Бунт расширяется. – Адмирал Непенин пытается объясниться с матросами. – «Балтийский флот не существует».
   Да, на рейде в Гельсингфорсе что-то начиналось. Днём произошла матросская манифестация в районе минной обороны. Непенин ездил туда, успокоил.
   Отдал распоряжение по всем кораблям не увольнять матросов на берег.
   День, начавшийся таким радостным всплеском, тёк мучительно. Откуда-то возник слух, что на кораблях будут безпорядки. Да почему же бы? Не помогло прямодушие адмирала, ежедневное открытие матросам всех происшествий? Не помогло, а скорей повредило: теперь, всё зная, на баках выражались открыто и резко.
   Рассказывали офицеры с разных кораблей, что ощущают исподлобное накопление матросского недоброжелательства.
   Но почти ничего явного за день не произошло. Команды на кораблях занимались. Блистающе солнечный прошёл день. Но так затемнилось на душе, но такая тревога обняла, что в сумерках капитан Ренгартен, весь на вьющихся нервах, сказал князю Черкасскому:
   – Миша, мне кажется, мы идём к гибели. Нас может спасти только чудо.

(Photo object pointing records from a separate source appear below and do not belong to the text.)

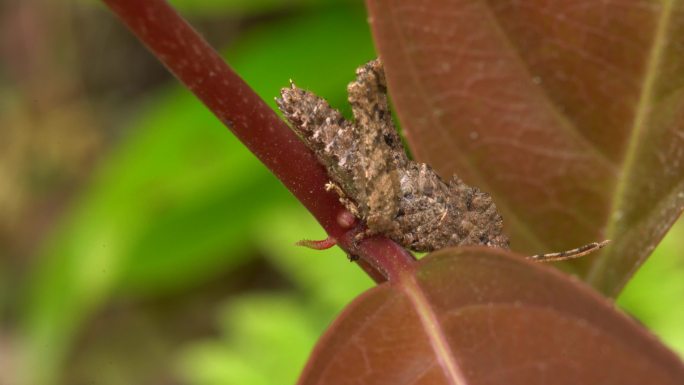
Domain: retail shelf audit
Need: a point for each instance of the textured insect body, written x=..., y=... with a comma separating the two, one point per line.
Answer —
x=402, y=199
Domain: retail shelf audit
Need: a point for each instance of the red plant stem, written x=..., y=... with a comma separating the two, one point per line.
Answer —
x=197, y=65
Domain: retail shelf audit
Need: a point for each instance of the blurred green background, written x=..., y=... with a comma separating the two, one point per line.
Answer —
x=140, y=243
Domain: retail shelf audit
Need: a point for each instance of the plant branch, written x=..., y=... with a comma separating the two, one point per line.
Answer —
x=197, y=65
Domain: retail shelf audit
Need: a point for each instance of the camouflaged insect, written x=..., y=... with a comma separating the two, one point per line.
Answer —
x=400, y=198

   – Ну не так уж! Ну не преувеличивай! – отстаивал Черкасский.
   Шестнадцать часов назад они встречали этот благословенный день с шампанским – и чего угодно ожидали, но не такого поворота вовне и в себе. Тогда, возбуждённой ночью, нельзя было представить, что впадут к вечеру в такую тоску. Сейчас нельзя было представить, почему они могли так радоваться минувшей ночью.
   Преодолевая томленье, надумали составить новый приказ по всем командам: разъяснить сегодняшнее новое положение. Которого и сами не понимали.

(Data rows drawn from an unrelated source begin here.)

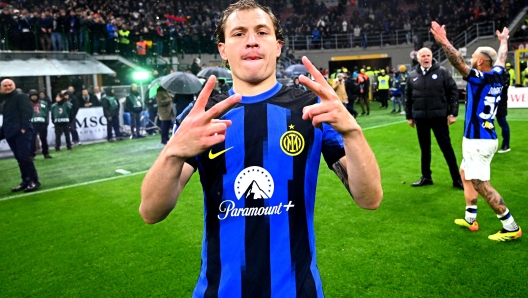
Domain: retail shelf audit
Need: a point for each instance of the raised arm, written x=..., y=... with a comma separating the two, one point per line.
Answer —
x=168, y=176
x=358, y=169
x=502, y=54
x=452, y=54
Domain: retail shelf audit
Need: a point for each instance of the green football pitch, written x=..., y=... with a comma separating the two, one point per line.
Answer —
x=81, y=235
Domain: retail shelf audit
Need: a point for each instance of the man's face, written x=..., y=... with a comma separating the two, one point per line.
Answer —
x=250, y=45
x=425, y=58
x=8, y=86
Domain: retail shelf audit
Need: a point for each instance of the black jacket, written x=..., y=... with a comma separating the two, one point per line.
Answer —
x=502, y=109
x=433, y=95
x=17, y=113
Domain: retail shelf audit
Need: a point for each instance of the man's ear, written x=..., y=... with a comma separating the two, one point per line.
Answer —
x=222, y=50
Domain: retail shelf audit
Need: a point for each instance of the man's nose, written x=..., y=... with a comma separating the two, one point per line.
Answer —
x=251, y=40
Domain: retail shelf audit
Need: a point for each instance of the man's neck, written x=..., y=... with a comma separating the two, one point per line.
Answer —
x=251, y=89
x=482, y=68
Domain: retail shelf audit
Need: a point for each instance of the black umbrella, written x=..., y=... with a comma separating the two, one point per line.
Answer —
x=181, y=83
x=215, y=70
x=296, y=69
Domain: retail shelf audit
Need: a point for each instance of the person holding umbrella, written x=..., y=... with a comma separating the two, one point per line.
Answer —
x=165, y=113
x=134, y=105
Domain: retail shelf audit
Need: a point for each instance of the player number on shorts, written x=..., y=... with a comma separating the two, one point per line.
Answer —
x=491, y=102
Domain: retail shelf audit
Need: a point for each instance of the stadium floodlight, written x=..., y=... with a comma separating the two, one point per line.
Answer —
x=140, y=75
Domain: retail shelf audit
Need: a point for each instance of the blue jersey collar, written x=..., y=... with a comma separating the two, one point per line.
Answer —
x=259, y=97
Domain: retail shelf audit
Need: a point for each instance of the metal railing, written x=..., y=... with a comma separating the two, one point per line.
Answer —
x=179, y=46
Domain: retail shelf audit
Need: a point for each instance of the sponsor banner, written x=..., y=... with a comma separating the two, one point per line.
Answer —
x=521, y=46
x=91, y=125
x=517, y=97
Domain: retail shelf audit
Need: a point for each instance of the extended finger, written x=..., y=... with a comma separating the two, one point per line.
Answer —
x=223, y=106
x=204, y=95
x=217, y=127
x=314, y=86
x=313, y=70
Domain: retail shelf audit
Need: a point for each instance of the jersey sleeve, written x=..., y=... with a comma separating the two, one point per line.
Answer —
x=475, y=77
x=333, y=146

   Но не кончили. Смутные предчувствия оказались верны.
   Едва стемнело – «Павел I» поднял красный огонь и развернул орудийную башню на стоящего рядом «Андрея Первозванного».
   И через короткое время «Андрей» тоже поднял боевой красный фонарь.
   Крупные жесты кораблей, такие грозно-выразительные на морских расстояниях.
   И капитан «Андрея» успел по телефону: мятеж!!
   На обоих кораблях слышались ружейно-револьверные выстрелы.
   С кем же могла быть перестрелка, если не с офицерами?
   В воздух?
   И кажется слышалось «ура».
   И тогда в колонне 2-й бригады, линкоров, стоящая рядом с теми двумя «Слава» тоже подняла красный фонарь.
   Как раз на линкорах команды ещё не знают хорошо своих офицеров, не свычены, не были в боях.
   И отзываясь издали, из колонны 1-й бригады, дредноутов, подняли красные фонари «Севастополь» и «Полтава».